This topic describes how to connect an iOS device to a VPN gateway by using the built-in VPN software of the iOS device. This allows mobile clients to access resources in a virtual private cloud (VPC) that is associated with the VPN gateway.

Prerequisites

  • An Alibaba Cloud account is created. If you do not have an Alibaba Cloud account, create one.
  • Your mobile client runs the iOS operating system.
  • A VPC is created in a region that supports IPsec-VPN servers. For more information, see Create an IPv4 VPC.
    Note
    • IPsec servers are supported only in the following regions: China (Hangzhou), China (Shanghai), China (Qingdao), China (Beijing), China (Zhangjiakou), China (Ulanqab), China (Shenzhen), China (Hong Kong), Singapore (Singapore), Japan (Tokyo), Malaysia (Kuala Lumpur), Indonesia (Jakarta), Australia (Sydney), South Korea (Seoul), US (Virginia), US (Silicon Valley), Germany (Frankfurt), UK (London), India (Mumbai), and UAE (Dubai).

    • Only iOS devices can connect to a VPN gateway by using the built-in VPN software.

Scenario

Scenario

A company has created Elastic Compute Service (ECS) instances in the China (Qingdao) region and deployed enterprise applications on the ECS instances. Due to business growth, employees on business trips need to remotely access the enterprise applications deployed on Alibaba Cloud from iOS devices.

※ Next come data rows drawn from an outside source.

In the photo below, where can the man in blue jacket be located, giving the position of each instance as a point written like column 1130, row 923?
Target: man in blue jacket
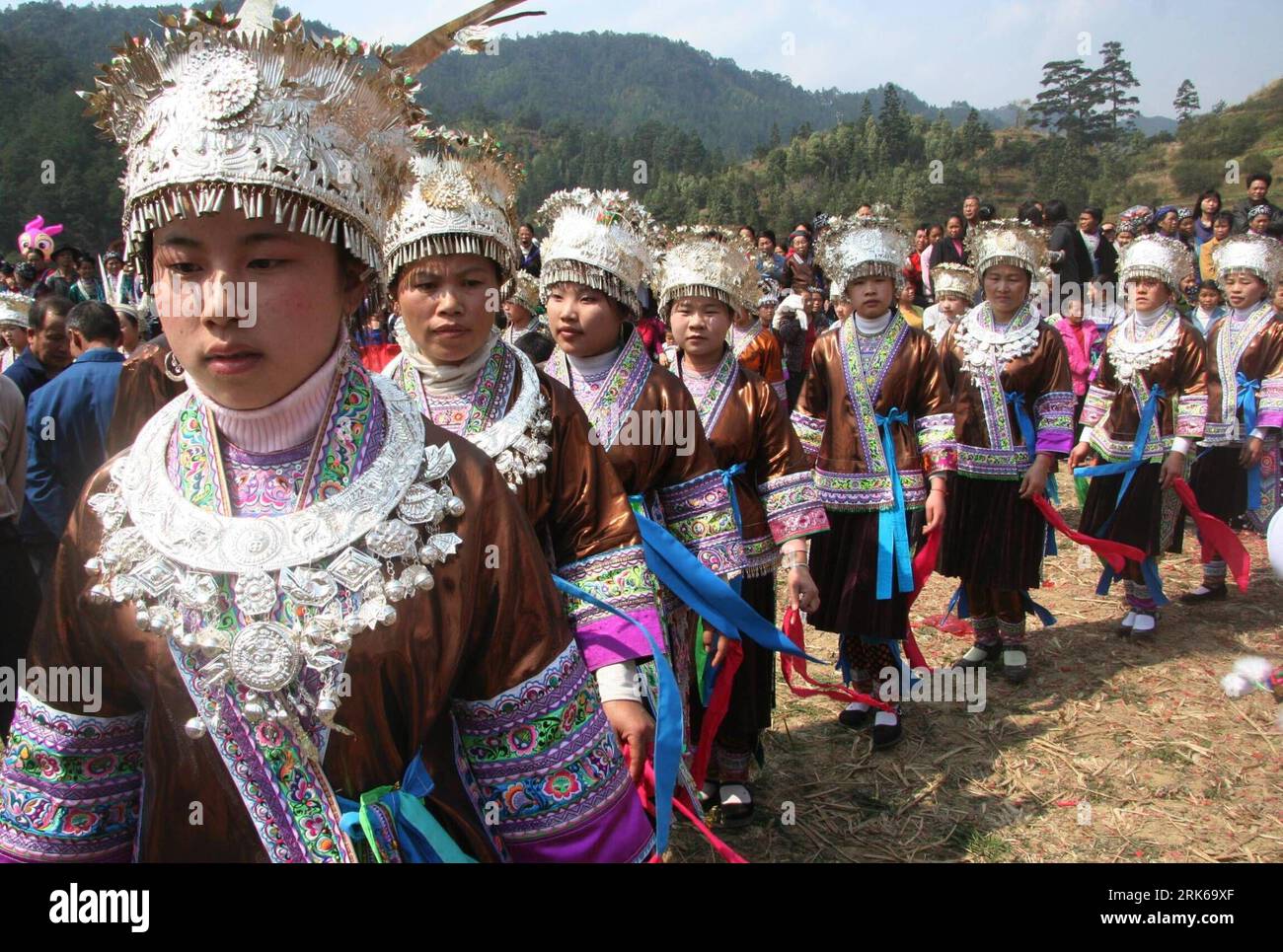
column 46, row 354
column 67, row 421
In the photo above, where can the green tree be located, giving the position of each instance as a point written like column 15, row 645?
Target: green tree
column 1185, row 102
column 1114, row 80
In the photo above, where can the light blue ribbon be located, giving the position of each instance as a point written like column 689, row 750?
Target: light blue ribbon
column 1030, row 436
column 894, row 562
column 729, row 482
column 419, row 838
column 1149, row 567
column 667, row 718
column 1247, row 391
column 710, row 678
column 705, row 593
column 1129, row 466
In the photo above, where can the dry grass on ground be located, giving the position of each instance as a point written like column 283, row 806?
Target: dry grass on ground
column 1170, row 768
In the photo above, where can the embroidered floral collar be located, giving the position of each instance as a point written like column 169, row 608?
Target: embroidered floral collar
column 516, row 438
column 1134, row 348
column 984, row 342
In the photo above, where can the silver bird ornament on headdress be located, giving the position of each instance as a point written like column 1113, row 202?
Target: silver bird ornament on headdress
column 317, row 133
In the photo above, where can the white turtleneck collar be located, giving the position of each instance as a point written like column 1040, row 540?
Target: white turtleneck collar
column 875, row 325
column 450, row 379
column 1149, row 317
column 1244, row 313
column 593, row 366
column 289, row 422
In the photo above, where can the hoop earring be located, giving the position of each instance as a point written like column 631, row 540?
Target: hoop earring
column 172, row 368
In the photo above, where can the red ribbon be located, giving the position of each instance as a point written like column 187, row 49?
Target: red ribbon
column 1112, row 551
column 924, row 563
column 1215, row 537
column 375, row 357
column 645, row 793
column 717, row 711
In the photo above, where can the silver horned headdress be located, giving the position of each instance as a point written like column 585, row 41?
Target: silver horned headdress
column 953, row 278
column 463, row 200
column 1256, row 255
column 1158, row 256
column 704, row 261
column 256, row 110
column 855, row 248
column 601, row 239
column 1008, row 242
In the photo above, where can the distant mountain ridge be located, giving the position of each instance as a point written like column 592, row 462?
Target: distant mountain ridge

You can create a VPN gateway and then create an IPsec-VPN server on the gateway. This way, the employees can use the built-in VPN software of their iOS devices to connect to the VPN gateway. After a mobile client is connected to the VPN gateway, employees can remotely access the enterprise applications deployed on Alibaba Cloud.

Procedure

Procedure

Step 1: Create a VPN gateway

  1. Log on to the VPN Gateway console.
  2. In the top navigation bar, select the region of the VPC to be associated with the VPN gateway. China (Qingdao) is selected in this example.
  3. On the VPN Gateways page, click Create VPN Gateway.
  4. On the buy page, set the following parameters, click Buy Now, and then complete the payment:
    • Name: Enter a name for the VPN gateway.

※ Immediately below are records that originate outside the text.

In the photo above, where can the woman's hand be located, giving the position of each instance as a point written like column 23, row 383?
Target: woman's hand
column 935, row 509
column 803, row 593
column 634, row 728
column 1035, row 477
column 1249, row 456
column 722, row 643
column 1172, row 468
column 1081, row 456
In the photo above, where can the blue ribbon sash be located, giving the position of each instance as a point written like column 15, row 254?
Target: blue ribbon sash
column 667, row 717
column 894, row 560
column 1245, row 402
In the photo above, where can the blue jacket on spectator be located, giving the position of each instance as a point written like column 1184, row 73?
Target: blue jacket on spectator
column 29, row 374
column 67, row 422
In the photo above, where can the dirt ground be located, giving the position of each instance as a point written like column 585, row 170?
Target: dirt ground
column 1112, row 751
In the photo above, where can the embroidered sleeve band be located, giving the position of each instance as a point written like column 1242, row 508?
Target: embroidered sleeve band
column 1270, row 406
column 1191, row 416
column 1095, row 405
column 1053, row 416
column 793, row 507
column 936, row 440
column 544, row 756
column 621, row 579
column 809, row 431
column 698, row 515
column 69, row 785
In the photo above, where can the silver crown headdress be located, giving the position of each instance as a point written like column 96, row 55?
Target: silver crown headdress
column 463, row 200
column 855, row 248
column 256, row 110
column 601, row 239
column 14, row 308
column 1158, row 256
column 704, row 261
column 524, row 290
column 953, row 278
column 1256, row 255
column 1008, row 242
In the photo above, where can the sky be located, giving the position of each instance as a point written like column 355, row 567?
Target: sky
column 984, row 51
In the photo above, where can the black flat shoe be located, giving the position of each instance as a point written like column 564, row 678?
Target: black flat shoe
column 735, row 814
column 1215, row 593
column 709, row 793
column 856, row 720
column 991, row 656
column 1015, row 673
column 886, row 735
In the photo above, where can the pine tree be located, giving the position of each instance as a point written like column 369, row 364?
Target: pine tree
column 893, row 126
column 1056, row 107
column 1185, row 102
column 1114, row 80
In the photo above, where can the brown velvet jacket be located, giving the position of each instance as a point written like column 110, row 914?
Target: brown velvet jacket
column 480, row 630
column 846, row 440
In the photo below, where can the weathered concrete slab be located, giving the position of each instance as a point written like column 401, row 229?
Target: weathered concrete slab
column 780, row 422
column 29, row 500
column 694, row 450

      The name must be 2 to 128 characters in length, and can contain digits, hyphens (-), and underscores (_). It must start with a letter.

    • Region: Select the region where you want to deploy the VPN gateway.

      China (Qingdao) is selected in this example.

    • VPC: Select the VPC to be associated with the VPN gateway.
    • Specify VSwitch: Select whether to specify a vSwitch for the VPN gateway.
      • If you select No, you do not need to specify a vSwitch for the VPN gateway. The system connects the VPN gateway to a random vSwitch in the VPC.
      • If you select Yes, you must specify a vSwitch for the VPN gateway. The system connects the VPN gateway to the specified vSwitch.
    • Peak Bandwidth: Specify the maximum bandwidth for the VPN gateway. The bandwidth is used for data transfer over the Internet.

      In this example, 10 M is selected.

    • Traffic: By default, the VPN gateway uses the pay-by-data-transfer metering method. For more information, see Pay-as-you-go.
    • IPsec-VPN: Enable or disable the IPsec-VPN feature. After you enable this feature, you can establish connections between data centers and VPCs.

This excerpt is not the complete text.